Ademais, utilizar um algoritmo para presumir a periculosidade do indivíduo, baseado em sua folha de antecedentes, é presumir a reincidência com base em seu passado. A função da pena é ressocializar e, apesar das condições do sistema carcerário brasileiro, existem situações em que isto é possível. Presumir um risco de roubo pelo fato de determinada pessoa com passado neste tipo penal estar transitando em determinada região, após o cumprimento da pena, é ao menos preconceituoso.
Fábio Chaim
O advogado alerta que as ferramentas de reconhecimento facial disponíveis hoje não são infalíveis, bem como dependem de dados cuja inserção e atualização são feitos por seres humanos. O risco acaba sendo que o sistema de reconhecimento facial cometa algum erro na identificação da pessoa, seja por um dado desatualizado ou inserido por engano, seja por um problema na captação ou no algoritmo de reconhecimento de imagem.

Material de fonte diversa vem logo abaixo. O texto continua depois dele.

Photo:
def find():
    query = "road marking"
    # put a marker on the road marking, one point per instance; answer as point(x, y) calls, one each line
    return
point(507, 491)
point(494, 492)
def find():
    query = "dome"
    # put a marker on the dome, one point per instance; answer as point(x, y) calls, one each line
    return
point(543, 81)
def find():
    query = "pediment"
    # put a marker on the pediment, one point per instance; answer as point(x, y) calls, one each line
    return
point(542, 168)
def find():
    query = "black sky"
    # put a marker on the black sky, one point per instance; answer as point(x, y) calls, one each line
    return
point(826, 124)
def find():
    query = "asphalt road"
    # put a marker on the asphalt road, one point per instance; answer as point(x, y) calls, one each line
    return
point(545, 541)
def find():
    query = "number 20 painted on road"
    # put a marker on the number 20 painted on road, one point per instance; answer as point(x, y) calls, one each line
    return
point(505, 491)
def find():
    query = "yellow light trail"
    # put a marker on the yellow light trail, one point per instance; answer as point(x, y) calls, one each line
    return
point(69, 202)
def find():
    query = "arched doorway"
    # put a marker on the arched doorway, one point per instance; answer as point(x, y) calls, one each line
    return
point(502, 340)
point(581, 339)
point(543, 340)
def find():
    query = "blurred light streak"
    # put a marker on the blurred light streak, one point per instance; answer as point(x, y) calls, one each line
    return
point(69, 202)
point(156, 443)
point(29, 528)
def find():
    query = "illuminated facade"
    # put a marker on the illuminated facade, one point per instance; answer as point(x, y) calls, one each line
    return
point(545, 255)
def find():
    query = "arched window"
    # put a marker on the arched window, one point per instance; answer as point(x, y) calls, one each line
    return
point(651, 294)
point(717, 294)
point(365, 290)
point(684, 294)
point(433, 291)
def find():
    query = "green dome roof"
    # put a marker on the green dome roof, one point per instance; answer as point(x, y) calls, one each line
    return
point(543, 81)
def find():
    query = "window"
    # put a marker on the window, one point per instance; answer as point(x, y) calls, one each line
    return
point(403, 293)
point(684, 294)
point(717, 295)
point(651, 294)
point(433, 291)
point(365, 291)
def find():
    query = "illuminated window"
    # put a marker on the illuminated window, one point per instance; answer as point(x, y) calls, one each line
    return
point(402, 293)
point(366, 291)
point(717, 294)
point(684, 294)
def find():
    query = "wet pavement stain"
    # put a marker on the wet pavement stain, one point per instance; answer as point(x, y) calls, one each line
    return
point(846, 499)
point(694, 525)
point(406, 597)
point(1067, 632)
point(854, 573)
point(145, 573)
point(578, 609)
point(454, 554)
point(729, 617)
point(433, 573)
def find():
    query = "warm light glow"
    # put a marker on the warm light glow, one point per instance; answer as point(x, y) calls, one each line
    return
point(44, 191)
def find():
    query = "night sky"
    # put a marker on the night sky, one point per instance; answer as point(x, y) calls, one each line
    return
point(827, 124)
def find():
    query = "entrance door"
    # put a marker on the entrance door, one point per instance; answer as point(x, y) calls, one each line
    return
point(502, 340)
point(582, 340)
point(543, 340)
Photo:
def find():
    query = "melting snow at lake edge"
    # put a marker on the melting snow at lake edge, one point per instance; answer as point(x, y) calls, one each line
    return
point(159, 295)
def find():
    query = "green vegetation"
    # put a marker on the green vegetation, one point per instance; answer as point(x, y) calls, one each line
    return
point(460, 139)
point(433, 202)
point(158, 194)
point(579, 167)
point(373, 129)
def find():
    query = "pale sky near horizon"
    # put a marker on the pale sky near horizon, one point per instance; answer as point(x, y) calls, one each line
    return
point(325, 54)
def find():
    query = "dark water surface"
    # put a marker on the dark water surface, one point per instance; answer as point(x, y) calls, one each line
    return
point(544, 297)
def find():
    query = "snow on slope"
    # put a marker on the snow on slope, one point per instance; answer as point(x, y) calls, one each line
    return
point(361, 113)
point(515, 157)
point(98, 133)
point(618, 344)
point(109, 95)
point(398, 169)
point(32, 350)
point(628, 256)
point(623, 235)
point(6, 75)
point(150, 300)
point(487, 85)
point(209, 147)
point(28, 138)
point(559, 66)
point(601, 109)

"Ademais, abordar ou deter uma pessoa com base numa presunção de periculosidade fornecida por um sistema de informática é absolutamente ilegal", alerta Chaim. "Como consequência, o risco acaba sendo a realização de abordagens ou prisões completamente desprovidas de amparo legal. A questão acaba sendo o grau de tolerância por parte das autoridades do Poder Judiciário para práticas questionáveis em Segurança Pública, que resultem na redução dos índices de criminalidade".
Em nota, a SSP-SP (Secretaria de Segurança Pública de São Paulo) esclarece que manifestou interesse em formalizar um convênio futuro, junto ao Ministério de Pesquisas Estratégicas e Assuntos de Tecnologia Avançada dos Emirados Árabes Unidos (EAU), por meio da estatal Edge Group, vinculada a este órgão, "com o objetivo de buscar soluções tecnológicas que auxiliem a restringir a mobilidade criminal e a aumentar a probabilidade de prisão dos criminosos, para melhor proteção da população".
Segundo o órgão, as tratativas ainda estão em discussão, portanto, não há nenhuma atividade laboral em andamento pela pasta.